Training Performance Validation with AMD Pytorch Docker on the AMD Instinct Accelerators

Overview

PyTorch is an open-source machine learning framework that is widely used for model training with GPU-optimized components for transformer-based models.

The ROCm PyTorch Training Docker rocm/primus:v26.2 container, available through AMD Infinity Hub, provides a prebuilt, optimized environment for fine-tuning, pre-training a model on the AMD Instinct™ MI300X and MI325X accelerator. This ROCm PyTorch Docker includes the following components:

Software component	Version
ROCm	7.2.0
Python	3.12.3
PyTorch	2.10.0a0+git449b176
Transformer Engine	2.8.0.dev0+51f74fa7
Flash Attention	2.8.3
hipBLASLt	1.2.0-de5c1aebb6
Triton	3.6.0
RCCL	2.27.7

Models

Examples of the following models are pre-optimized for performance on the AMD Instinct MI300X and MI325X accelerator.

Pre-training:

Model	Variants
LLaMA 3.1	8B, 70B
DeepSeek V3	16B

Please note that some models, such as Llama 3, require an external license agreement through a third party (e.g.

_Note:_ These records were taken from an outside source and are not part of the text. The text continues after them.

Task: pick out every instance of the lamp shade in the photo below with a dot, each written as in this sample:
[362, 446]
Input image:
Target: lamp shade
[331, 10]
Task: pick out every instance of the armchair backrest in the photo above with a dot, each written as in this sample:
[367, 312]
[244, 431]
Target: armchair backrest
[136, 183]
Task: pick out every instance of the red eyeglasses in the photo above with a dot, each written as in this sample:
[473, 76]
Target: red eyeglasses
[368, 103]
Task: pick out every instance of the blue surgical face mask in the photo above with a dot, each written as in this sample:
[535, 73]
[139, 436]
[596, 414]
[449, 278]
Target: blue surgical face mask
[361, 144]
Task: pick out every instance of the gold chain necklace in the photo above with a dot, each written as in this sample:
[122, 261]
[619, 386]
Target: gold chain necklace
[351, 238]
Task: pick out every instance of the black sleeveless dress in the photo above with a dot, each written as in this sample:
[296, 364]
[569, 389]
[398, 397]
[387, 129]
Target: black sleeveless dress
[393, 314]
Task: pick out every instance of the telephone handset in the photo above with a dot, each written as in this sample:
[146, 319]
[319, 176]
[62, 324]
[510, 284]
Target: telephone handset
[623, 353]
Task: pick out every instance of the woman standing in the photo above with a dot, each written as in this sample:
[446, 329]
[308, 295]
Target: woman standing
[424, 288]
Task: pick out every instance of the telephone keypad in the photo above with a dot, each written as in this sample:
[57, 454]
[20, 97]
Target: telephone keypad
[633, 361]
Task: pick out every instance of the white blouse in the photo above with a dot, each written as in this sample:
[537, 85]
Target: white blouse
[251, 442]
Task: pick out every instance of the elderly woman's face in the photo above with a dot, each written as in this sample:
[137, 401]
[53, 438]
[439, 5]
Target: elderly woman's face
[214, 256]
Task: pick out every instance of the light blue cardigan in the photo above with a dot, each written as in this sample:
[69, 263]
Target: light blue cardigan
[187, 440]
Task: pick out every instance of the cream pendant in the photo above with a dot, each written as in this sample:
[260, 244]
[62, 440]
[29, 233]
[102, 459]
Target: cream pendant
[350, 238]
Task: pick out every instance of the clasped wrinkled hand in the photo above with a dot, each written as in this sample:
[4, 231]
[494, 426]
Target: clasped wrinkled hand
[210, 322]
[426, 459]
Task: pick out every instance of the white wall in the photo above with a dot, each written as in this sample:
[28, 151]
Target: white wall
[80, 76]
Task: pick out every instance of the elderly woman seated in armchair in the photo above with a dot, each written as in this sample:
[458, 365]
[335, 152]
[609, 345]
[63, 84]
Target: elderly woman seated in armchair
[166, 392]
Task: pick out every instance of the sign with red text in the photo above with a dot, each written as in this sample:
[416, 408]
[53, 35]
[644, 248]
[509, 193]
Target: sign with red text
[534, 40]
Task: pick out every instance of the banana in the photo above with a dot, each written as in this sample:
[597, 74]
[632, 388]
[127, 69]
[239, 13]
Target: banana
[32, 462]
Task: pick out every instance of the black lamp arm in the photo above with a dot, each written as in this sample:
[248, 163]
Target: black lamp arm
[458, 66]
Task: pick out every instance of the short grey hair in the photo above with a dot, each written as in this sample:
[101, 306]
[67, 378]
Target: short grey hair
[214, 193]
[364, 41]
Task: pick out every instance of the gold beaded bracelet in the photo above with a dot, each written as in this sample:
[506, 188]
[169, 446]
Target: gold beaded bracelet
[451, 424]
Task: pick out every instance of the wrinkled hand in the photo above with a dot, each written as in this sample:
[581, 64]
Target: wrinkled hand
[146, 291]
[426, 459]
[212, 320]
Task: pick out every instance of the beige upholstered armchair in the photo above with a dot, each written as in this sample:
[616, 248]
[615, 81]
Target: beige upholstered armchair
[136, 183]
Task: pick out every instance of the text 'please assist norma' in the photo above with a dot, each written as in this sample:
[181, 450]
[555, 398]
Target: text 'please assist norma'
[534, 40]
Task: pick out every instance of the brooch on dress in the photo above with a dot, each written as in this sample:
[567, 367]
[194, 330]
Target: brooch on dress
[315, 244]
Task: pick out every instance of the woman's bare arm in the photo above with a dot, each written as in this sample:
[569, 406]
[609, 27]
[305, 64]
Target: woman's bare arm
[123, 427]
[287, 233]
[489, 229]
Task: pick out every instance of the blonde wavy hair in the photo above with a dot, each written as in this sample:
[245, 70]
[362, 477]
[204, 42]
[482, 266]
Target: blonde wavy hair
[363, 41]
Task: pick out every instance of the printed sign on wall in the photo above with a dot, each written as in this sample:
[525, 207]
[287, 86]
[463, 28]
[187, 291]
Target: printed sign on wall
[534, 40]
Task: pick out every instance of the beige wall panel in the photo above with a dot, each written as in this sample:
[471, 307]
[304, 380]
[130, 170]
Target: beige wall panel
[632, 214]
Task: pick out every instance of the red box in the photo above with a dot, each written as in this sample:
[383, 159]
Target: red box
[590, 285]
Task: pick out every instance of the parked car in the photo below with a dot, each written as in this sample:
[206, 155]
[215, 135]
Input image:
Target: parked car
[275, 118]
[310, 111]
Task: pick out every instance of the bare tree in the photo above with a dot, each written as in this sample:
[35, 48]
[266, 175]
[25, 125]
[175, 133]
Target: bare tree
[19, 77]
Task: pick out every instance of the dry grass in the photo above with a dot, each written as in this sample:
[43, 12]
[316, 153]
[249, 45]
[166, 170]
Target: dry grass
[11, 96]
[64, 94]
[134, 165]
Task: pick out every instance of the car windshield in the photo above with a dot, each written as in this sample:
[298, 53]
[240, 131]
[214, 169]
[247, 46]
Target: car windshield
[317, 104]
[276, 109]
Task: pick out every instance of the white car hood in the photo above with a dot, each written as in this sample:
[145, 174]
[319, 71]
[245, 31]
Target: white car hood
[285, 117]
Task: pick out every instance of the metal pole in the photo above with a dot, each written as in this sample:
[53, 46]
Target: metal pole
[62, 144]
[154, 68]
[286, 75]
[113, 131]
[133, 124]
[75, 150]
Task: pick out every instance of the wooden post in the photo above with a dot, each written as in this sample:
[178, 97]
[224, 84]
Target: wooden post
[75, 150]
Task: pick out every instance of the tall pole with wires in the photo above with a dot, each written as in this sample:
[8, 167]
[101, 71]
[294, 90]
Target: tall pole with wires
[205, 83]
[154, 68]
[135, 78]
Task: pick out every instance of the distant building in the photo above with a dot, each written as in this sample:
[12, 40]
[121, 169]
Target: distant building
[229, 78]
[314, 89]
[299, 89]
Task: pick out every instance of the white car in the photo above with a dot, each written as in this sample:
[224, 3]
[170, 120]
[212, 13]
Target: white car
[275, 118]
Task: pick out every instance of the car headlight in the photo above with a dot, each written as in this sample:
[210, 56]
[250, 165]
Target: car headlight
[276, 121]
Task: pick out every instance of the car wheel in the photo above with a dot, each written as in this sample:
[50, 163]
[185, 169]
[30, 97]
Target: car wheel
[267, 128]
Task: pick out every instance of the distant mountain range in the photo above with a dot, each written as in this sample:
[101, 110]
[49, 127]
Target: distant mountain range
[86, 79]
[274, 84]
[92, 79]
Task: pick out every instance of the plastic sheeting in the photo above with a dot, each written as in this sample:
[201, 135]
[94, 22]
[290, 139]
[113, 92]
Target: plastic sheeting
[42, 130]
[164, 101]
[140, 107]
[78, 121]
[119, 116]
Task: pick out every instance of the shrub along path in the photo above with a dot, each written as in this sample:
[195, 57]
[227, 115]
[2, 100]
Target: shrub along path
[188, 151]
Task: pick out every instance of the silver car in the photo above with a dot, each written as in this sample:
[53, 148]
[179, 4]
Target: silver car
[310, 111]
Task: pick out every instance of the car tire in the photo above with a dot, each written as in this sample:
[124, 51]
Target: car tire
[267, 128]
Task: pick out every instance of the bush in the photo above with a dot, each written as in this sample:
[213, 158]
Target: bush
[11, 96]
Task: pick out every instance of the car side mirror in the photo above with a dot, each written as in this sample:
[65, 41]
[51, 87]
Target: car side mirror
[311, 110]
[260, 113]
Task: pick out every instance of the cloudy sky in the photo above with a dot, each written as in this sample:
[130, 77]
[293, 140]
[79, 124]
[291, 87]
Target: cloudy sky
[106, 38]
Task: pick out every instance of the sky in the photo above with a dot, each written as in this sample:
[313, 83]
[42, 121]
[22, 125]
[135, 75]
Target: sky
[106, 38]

Meta).

System validation steps

If you have already validated your system, skip this step; otherwise, please complete the following system validation and optimization steps to set up your system before starting training.

Disable NUMA auto-balancing

Generally, application performance can benefit from disabling NUMA auto-balancing. However, it might be detrimental to performance with certain types of workloads.

Run the command cat /proc/sys/kernel/numa_balancing to check your current NUMA (Non-Uniform Memory Access) settings. Output 0 indicates this setting is disabled. If there is no output or the output is 1, run the following command to disable NUMA auto-balancing.

sudo sh -c 'echo 0 > /proc/sys/kernel/numa_balancing'

See Disable NUMA auto-balancing for more information.

Start training on AMD Instinct accelerators

Note

The only models supported in this workflow are those listed in the above section.

This container should not be expected to provide generalized performance across all training workloads. Users should expect the container perform in the model configurations described below, but other configurations and run conditions are not validated by AMD. Use the following instructions to set up the environment, configure the script to train models, and reproduce the benchmark results on the MI300X, MI325X, MI350X and MI355X accelerators with the Docker image.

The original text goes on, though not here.